Salt-induced flocculation is a process in which dissolved salts in seawater modify dissolved organic matter (DOM) surface charges and enable its transformation into larger fractions. These larger particles can settle to the benthos removing organic matter from the water column. Flocs formed in the flocculation process are often referred to as suspended particulate material (SPM). SPM is an important part of the biogeochemical cycles. SPM is a vector for pollutants, a food source for organisms and a habitat for microbes. Flocculation is part of the estuarine “coastal filter” -system controlling the material fluxes from land to sea. Climate change is causing water temperatures to increase in both inland and coastal waters affecting the biogeochemistry of aquatic ecosystems. Flocculation is a physicochemical process potentially impacted by temperature but the effects of temperature on flocculation are not well known. In my master’s thesis, I studied the effects of water temperature on the salt-induced flocculation of humic-rich river water. The flocculation experiments were conducted in spring 2023 using humic-rich water sampled from Vantaanjoki, Helsinki, Finland. The effects of temperature were studied in two separate experiments at temperatures ranging from 3 ºC to 20 ºC. The studied variables included quantitative suspended particulate matter as well as the optical properties of DOM including colored DOM and fluorescent DOM. Results of the experiments show that temperature did not have a significant effect on the salt-induced flocculation of DOM in humic-rich river water.
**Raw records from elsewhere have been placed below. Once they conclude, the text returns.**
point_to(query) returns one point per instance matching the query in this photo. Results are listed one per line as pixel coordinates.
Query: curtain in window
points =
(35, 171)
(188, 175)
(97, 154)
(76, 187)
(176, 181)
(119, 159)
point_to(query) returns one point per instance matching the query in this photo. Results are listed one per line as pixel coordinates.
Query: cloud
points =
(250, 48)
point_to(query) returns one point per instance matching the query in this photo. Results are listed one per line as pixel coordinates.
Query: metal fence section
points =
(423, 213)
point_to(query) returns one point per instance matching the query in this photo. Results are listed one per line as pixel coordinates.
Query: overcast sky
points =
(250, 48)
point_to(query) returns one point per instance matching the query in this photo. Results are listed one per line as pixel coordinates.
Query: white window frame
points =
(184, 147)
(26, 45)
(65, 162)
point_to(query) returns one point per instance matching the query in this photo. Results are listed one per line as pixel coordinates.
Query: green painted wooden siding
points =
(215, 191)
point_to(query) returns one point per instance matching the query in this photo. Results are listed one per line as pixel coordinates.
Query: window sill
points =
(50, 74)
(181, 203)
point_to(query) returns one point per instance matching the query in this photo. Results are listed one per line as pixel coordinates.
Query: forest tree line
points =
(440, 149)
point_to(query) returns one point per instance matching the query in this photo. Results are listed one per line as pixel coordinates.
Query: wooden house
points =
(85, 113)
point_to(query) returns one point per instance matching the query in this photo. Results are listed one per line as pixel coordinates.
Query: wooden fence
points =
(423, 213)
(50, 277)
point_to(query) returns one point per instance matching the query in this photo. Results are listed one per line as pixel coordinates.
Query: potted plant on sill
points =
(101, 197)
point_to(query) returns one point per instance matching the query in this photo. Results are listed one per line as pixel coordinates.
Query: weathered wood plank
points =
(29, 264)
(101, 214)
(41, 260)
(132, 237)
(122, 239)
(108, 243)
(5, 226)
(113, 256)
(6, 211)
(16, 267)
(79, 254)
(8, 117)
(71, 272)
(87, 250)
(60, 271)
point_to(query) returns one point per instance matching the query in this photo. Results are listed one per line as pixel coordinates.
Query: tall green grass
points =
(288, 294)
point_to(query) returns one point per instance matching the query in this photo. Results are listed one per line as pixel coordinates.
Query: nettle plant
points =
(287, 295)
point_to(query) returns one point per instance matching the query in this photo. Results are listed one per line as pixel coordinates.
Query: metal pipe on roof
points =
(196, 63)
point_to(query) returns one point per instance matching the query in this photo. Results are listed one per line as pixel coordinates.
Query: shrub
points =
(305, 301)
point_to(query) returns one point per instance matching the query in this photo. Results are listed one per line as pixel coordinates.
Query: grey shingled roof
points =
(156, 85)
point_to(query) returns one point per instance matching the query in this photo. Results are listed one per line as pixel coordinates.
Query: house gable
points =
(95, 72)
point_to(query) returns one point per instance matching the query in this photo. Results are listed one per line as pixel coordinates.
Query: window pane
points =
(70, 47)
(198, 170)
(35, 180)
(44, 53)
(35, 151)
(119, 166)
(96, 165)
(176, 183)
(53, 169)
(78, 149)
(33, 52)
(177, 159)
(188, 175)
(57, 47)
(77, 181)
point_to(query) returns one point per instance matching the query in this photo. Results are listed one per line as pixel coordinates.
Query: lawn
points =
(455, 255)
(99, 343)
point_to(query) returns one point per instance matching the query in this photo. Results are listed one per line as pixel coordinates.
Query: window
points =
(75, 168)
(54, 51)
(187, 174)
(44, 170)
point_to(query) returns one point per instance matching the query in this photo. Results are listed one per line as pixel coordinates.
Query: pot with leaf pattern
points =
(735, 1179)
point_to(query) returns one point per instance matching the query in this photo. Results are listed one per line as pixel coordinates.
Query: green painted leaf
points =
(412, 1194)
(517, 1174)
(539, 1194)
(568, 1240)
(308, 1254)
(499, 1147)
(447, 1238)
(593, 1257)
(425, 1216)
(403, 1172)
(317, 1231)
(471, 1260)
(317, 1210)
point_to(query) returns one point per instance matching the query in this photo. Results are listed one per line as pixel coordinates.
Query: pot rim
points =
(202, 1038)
However, the optical properties of DOM shifted with increasing temperatures and changing flocculation dynamics. Results show that molecular size increased as temperature increased but also when temperature was lower than 3 ºC. Explanation for the observed trends is discussed but more research is needed for more firm conclusions. DOM concentrations are expected to increase in the Arctic and sub-Arctic rivers transporting more organic matter to estuaries. Results of this thesis suggest that rising temperatures will not increase the amount of particulate matter through salt-induced flocculation meaning that a larger portion of the transported material remains in dissolved fraction. Increases in DOM concentrations may shift marine food webs by changing the food and light availability as well as biogeochemistry in estuaries.